According to Astris Advisory Japan’s David Gibson, the Switch and Switch Lite continue to sell well, with one reason being a poor supply of Sony Corp.’s PlayStation 5 and Microsoft Corp.’s Xbox Series X released in November. But as much of this year’s lineup of new games remains unannounced, scepticism revolves around the company sustaining its recent success.
“With or without an upgraded Switch, Nintendo’s hardware sales would probably decrease in the year from April,” according to Bloomberg Intelligence’s Matthew Kanterman.
Solid System
The same global chip supply bottleneck that has troubled more than one industry will also challenge Nintendo’s ability to fulfill the demand for the Switch. Beyond securing silicon from the likes of the world’s largest chipmaker, Taiwan Semiconductor Manufacturing Co.(TSMC), the Switch maker also faces scarcity of more generic parts like display driver integrated circuits and Bluetooth modules, sources said. Component suppliers said the situation may not improve for the rest of the year.

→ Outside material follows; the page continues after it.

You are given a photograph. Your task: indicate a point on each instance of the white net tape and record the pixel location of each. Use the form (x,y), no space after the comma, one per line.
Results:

According to a report by Bloomberg, “makers of NAND flash memory — the media on which packaged Switch software is sold — are preparing more units for the coming fiscal year than they supplied in the current one, the people involved in the supply chain said.” As Switch is almost certain to surpass the 100 million units sold threshold, for their upcoming game releases as the console, software developers are prioritizing the console as it assures a large audience of potential customers. As of the end of 2020, Nintendo had sold 80 million Switch devices.
Games announced for this year so far include “several Pokémon titles and popular third-party games such as Fall Guys by Mediatonic.” Though the company has kept its release schedule for the second half of the year vacant, a positive surprise was delivered by announcing Splatoon 3 for 2022 last month, said Astris Advisory’s Gibson, indicating a strong games pipeline for the long term.
“The Switch is in the middle of its life cycle,” Nintendo President Shuntaro Furukawa said in February.